This implements the logic we just described: when we guess the value for an expression e, we first look up if we already made a guess for this expression. If so, we return the previous guess; otherwise, we make a guess and record that guess.

Once we make this change

runEval $ evalBool [expr| a || !a |]

will evaluate to [True,True] and consequently a || !a will be considered provable.

Example: folding nested conditionals

As an example of how one might use this infrastructure, we will consider a simple pass that simplifies nested conditionals (if-statements). We can use provable to check if one expression implies the other:

(~>) :: Expr -> Expr -> Bool
(~>) a b = provable [expr| ! $a || $b |]

The simplifier is now very easy to write:

simplifyNestedIf :: Expr -> Expr
simplifyNestedIf = everywhere (mkT go)
  where
    go [expr| if $c1 then
                 if $c2 then
                   $e1
                 else
                   $e2
               else
                 $e3 |]
      | c1 ~> c2              = [expr| if $c1 then $e1 else $e3 |]
      | c1 ~> [expr| ! $c2 |] = [expr| if $c1 then $e2 else $e3 |]
    go e = e

The auxiliary function go pattern matches against any if-statement that has another if-statement as its “then” branch. If we can prove that the condition of the outer if-statement implies the condition of the inner if-statement, we can collapse the inner if-statement to just its “then” branch. Similarly, if we can prove that the condition of the outer if-statement implies the negation of the condition of the inner if-statement, we can collapse the inner if-statement to just its “else” branch. In all other cases, we return the expression unchanged. Finally, we use the Scrap Your Boilerplate operators everywhere and mkT to apply this transformation everywhere in an expression (rather than just applying it top-level). For example,

simplifyNestedIf [expr| 
    if a == 0 then 
      if !(a == 0) && b == 1 then 
        write 1 
      else 
        write 2 
    else 
      write 3 
  |]

evaluates to

if a == 0 then
  write 2
else
  write 3

as promised. Incidentally, perhaps you are wondering why such an optimization would be useful; after all, which self respecting programmer writes such code? However, code like the above may result from other compiler optimizations such as inlining: imagine that the inner if-statement came from a inlined function. A lot of compiler optimizations are designed to clean up other compiler optimizations.

Conclusion

We can implement a very simple but useful SMT solver for use in an optimizing compiler by making a small change to the interpreter, which we need anyway.

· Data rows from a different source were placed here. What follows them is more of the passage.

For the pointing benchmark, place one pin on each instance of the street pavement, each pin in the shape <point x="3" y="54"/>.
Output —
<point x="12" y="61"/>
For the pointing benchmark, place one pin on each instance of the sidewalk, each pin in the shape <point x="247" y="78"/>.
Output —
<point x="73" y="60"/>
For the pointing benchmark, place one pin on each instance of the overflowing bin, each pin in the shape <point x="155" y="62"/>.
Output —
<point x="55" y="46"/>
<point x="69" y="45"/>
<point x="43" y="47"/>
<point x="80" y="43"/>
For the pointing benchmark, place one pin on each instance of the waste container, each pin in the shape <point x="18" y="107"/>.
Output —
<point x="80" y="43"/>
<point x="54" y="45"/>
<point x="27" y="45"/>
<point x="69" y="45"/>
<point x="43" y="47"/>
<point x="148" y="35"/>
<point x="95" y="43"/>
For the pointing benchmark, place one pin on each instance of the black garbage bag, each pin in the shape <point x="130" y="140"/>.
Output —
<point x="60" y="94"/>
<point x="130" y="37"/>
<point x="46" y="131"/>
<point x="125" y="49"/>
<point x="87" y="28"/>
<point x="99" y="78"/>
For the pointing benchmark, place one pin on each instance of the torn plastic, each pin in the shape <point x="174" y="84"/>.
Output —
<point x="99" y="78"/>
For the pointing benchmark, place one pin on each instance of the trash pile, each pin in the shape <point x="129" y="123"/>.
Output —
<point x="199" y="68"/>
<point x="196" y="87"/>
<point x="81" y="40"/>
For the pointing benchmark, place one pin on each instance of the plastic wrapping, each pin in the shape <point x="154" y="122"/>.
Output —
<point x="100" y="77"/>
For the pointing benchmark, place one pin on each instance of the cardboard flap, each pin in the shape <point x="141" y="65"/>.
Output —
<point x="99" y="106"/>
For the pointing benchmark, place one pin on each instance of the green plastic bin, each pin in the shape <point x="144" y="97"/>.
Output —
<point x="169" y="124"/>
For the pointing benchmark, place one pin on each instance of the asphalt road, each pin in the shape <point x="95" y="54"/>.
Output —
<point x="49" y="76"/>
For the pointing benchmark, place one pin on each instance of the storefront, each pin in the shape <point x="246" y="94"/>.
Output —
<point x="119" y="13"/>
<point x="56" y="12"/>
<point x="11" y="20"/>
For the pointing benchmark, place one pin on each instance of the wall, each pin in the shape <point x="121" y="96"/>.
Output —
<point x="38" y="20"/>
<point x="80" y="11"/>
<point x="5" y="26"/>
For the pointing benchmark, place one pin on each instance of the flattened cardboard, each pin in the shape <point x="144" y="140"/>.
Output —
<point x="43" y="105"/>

Note that the increase in precision gained from recording previous guesses is a gradual increase only; satisfiability may still make some inconsistent guesses. For example

runEval $ evalBool [expr| !(n == 0 && n == 1) |]

will evaluate to

[False,True,True,True]

because it is making independent guesses about n == 0 and n == 1; consequently !(n == 0 && n == 1) will not be considered provable. We can increase the precision of our solver by making guess smarter (the “MT” or “modulo theories” part of SMT). For example, we could record some information about the guesses about integer valued variables.

At the extreme end of the scale we would be implementing a full decision procedure for first order arithmetic, which is probably optimization gone too far. However, the approach we took above where we start from the basis that we are allowed to make inconsistent guesses gives us a way to implement a simple solver that addresses the most important cases, even if it misses a few—without requiring a lot of complicated infrastructure in the compiler. And as long as we make sure that our evaluator never returns too few values (even if it may return too many) we don’t have to worry that we might generate invalid code: the worst that can happen is that we miss an optimization.